Jeong Doo-heeOLY

Personal information
- Full name: Jeong Doo-hee
- National team: South Korea
- Born: 4 December 1984 (age 41) Seoul, South Korea
- Height: 1.80 m (5 ft 11 in)
- Weight: 73 kg (161 lb)

Korean name
- Hangul: 정두희
- RR: Jeong Duhui
- MR: Chŏng Tuhŭi

Sport
- Sport: Swimming
- Strokes: Butterfly
- Club: Korea National Training Center

Medal record
Men's swimming
Representing South Korea
Asian Games
| Silver medal – second place | 2010 Guangzhou | 4×100 m medley |
| Bronze medal – third place | 2006 Doha | 4×100 m medley |

= Jeong Doo-hee =

South Korean swimmer (born 1984)

Jeong Doo-hee (born December 4, 1984) is a South Korean former swimmer, who specialized in butterfly events.
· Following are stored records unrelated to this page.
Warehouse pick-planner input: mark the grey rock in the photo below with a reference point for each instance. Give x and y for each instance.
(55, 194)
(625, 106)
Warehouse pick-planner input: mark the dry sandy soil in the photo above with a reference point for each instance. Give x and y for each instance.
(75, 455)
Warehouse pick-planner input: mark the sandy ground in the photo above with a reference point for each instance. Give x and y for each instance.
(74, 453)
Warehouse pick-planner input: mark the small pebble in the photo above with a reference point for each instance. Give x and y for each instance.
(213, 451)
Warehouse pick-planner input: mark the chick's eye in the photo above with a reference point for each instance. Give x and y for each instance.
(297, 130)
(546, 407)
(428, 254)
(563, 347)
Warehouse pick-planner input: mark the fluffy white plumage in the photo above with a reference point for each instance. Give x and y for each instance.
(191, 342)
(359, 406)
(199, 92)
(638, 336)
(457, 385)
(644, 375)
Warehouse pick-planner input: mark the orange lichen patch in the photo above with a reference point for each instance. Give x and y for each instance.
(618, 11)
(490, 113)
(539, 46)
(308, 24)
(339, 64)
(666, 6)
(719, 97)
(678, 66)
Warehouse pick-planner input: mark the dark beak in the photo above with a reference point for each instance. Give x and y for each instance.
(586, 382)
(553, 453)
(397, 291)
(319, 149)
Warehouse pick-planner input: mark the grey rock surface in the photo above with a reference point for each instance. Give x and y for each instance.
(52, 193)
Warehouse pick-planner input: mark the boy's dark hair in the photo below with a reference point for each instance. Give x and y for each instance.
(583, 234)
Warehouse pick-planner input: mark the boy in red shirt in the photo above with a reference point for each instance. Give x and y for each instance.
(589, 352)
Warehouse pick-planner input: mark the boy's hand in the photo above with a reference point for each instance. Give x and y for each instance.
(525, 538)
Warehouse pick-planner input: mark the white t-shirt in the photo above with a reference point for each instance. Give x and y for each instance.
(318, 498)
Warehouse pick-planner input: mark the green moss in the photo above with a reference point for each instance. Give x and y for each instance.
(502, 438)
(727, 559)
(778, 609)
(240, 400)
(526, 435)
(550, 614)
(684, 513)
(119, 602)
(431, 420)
He represented his nation South Korea at the 2004 Summer Olympics, and shared silver medals with Park Seon-kwan, Choi Kyu-woong, and Park Tae-hwan in the 4×100 m medley relay at the 2010 Asian Games in Guangzhou, China.

Jeong qualified for two swimming events at the 2004 Summer Olympics in Athens, by clearing FINA B-standard entry times of 54.91 (100 m butterfly) and 2:00.84 (200 m butterfly) from the Dong-A Swimming Tournament in Seoul. In the 200 m butterfly, Jeong challenged seven other swimmers on the second heat, including Olympic veteran Vladan Marković of Serbia and Montenegro. He raced to second place in his heat and twenty-fourth overall by 0.84 of a second behind Canada's Nathaniel O'Brien in 2:00.96. In the 100 m butterfly, Jeong blasted a new South Korean record of 54.79 to break a 55-second barrier and top the third heat. Jeong failed to advance into the semifinals, as he placed thirty-eighth overall out of 59 swimmers in the preliminaries.